For recording, you can collect the information in a spreadsheet or financial software. It would be ideal to use online software that allows several users to access this. Even if you employ someone else to keep the record, you may always check and see the progress.
Once you begin recording your financial information each month, you must have four copies:
- A balance sheet
- An income statement
- An accounts receivable aging report
- An accounts payable report
Each month, you must submit a brief comparative analysis and report in addition to these four copies. Pay attention to the information within these reports to keep an eye on your business’s performance.
Take Action (if required)
If you see any fluctuations or uncalled-for changes, you might need to look into them.
The easier way to keep an eye on things is to create trigger points where information will compel you to take action. If your liabilities are increasing each month for the past three months, your expenses are most likely to increase as well. You may need to cut back on your spending. Sometimes expenses increase along with sales. If you notice this in your income statement and cut down your expenses, your profits would be higher next month.

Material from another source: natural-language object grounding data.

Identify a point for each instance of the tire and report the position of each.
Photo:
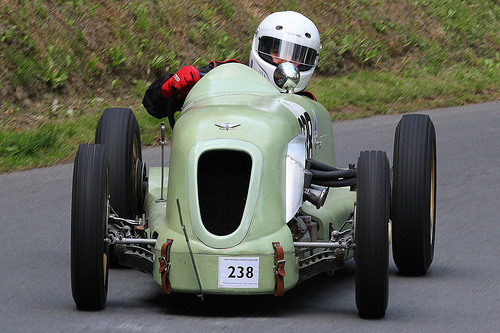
(372, 235)
(89, 212)
(413, 212)
(118, 130)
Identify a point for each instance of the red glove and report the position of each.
(182, 81)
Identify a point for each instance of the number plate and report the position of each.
(238, 272)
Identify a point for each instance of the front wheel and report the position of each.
(414, 194)
(371, 234)
(89, 213)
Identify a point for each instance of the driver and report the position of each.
(280, 37)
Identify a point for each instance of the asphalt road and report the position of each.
(460, 293)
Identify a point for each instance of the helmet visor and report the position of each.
(277, 51)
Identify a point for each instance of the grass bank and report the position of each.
(378, 57)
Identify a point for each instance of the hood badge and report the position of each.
(227, 126)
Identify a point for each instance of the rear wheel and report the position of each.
(414, 194)
(118, 130)
(371, 234)
(89, 213)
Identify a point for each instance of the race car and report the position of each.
(252, 201)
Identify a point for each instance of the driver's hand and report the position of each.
(182, 81)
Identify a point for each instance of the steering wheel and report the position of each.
(170, 108)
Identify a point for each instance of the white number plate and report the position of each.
(239, 272)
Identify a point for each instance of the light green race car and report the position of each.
(251, 202)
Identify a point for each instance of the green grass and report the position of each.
(378, 57)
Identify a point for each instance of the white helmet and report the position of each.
(286, 37)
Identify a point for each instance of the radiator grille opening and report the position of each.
(223, 180)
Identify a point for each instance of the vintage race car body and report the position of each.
(237, 148)
(251, 202)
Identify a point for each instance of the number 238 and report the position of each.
(240, 272)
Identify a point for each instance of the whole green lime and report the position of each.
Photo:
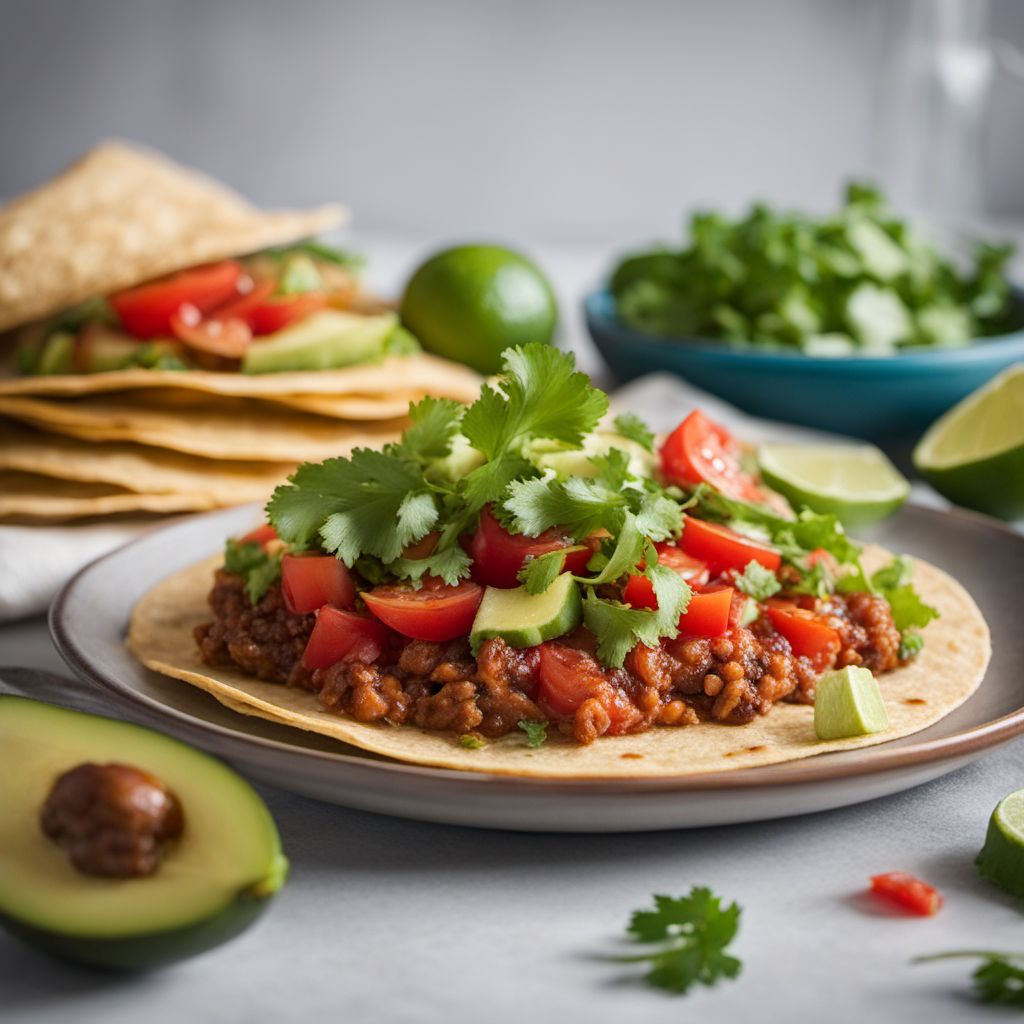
(471, 302)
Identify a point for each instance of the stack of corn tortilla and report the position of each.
(132, 440)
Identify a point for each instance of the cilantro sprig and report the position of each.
(689, 936)
(998, 978)
(255, 564)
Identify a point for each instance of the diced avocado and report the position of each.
(579, 462)
(57, 354)
(848, 702)
(212, 883)
(523, 620)
(325, 340)
(299, 274)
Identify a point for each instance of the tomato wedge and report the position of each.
(309, 582)
(910, 893)
(498, 555)
(808, 636)
(434, 612)
(724, 549)
(274, 314)
(640, 591)
(340, 636)
(145, 311)
(708, 612)
(227, 338)
(699, 451)
(261, 535)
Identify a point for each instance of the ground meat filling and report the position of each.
(732, 678)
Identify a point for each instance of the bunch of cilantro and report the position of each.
(860, 279)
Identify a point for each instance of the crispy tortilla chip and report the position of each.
(28, 496)
(122, 215)
(229, 430)
(944, 675)
(135, 467)
(422, 374)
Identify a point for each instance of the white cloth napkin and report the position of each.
(36, 561)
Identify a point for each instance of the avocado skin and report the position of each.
(145, 952)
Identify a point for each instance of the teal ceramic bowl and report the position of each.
(876, 397)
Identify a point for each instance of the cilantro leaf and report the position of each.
(539, 572)
(542, 395)
(630, 425)
(435, 422)
(692, 934)
(998, 978)
(537, 732)
(758, 582)
(255, 564)
(620, 628)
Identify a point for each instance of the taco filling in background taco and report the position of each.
(515, 570)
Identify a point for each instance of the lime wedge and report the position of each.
(974, 455)
(1001, 858)
(848, 702)
(856, 482)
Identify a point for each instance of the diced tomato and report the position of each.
(498, 555)
(724, 549)
(435, 611)
(699, 451)
(640, 591)
(569, 677)
(339, 636)
(274, 314)
(145, 311)
(226, 338)
(261, 535)
(309, 582)
(266, 313)
(808, 636)
(708, 612)
(907, 892)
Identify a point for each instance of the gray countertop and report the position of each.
(384, 920)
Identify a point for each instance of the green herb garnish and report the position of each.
(860, 279)
(998, 979)
(255, 564)
(690, 935)
(537, 732)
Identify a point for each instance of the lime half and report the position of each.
(1001, 858)
(974, 455)
(856, 482)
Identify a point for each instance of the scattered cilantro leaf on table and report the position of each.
(998, 978)
(257, 566)
(689, 935)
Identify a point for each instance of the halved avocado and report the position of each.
(212, 883)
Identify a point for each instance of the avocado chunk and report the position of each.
(57, 354)
(524, 620)
(324, 340)
(848, 702)
(212, 883)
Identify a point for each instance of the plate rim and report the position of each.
(862, 762)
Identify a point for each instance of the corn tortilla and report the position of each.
(32, 497)
(226, 431)
(135, 467)
(422, 374)
(122, 215)
(945, 674)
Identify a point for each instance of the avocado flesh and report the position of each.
(324, 340)
(209, 886)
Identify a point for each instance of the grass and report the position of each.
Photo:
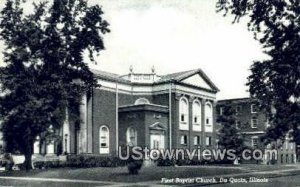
(120, 174)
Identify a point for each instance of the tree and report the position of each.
(230, 137)
(44, 71)
(275, 82)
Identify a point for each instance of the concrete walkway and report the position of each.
(270, 174)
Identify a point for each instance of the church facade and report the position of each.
(141, 109)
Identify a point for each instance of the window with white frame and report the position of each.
(221, 109)
(253, 108)
(183, 140)
(131, 136)
(183, 114)
(238, 109)
(254, 141)
(104, 140)
(218, 143)
(196, 116)
(268, 123)
(141, 101)
(254, 122)
(208, 117)
(208, 140)
(237, 124)
(197, 140)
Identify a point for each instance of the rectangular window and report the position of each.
(183, 139)
(237, 124)
(182, 119)
(238, 109)
(254, 122)
(207, 140)
(221, 110)
(197, 140)
(253, 108)
(196, 119)
(254, 141)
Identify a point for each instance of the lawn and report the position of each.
(152, 173)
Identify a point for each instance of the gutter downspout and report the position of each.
(117, 118)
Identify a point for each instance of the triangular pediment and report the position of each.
(157, 126)
(197, 80)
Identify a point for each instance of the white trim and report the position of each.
(196, 126)
(104, 149)
(154, 89)
(209, 117)
(128, 136)
(252, 107)
(183, 125)
(252, 141)
(254, 132)
(252, 124)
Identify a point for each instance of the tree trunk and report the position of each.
(28, 155)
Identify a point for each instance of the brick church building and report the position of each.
(143, 109)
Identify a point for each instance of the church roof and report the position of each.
(179, 76)
(176, 77)
(109, 76)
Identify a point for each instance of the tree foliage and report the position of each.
(44, 70)
(275, 81)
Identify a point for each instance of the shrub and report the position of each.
(94, 161)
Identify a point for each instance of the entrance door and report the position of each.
(157, 141)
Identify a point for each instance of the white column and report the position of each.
(83, 126)
(66, 134)
(50, 147)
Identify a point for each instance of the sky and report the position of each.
(177, 35)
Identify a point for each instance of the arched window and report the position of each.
(131, 136)
(183, 114)
(208, 117)
(141, 101)
(196, 116)
(104, 140)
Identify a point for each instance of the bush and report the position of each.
(94, 161)
(48, 164)
(165, 162)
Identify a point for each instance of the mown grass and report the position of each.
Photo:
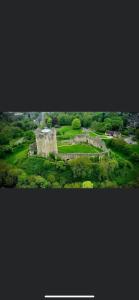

Slow payers are another factor to consider. If the debt has gone unpaid for a long time, it’s unlikely you’ll ever receive it. Set up a collections system to ensure you’re getting paid promptly.
Record for Tax Purpose
This is a significant reason to maintain your record impeccably. If your record is maintained over time, tax preparation becomes easier. It also assists in providing proof in case you are audited by your state, the IRS, or any taxing authority. The IRS has specific requirements as to how long you must keep business records for your taxes.
Even if you’re unfamiliar with record-keeping tactics, you should be able to set one up to keep things running. It’s fairly easy as long as you remain consistent. The challenging bit is capturing information, after which you’ll have everything else under control.
Minimizing unnecessary information and keeping data that has value will be beneficial to your business. A well-organized financial system should keep your company going strong for many years.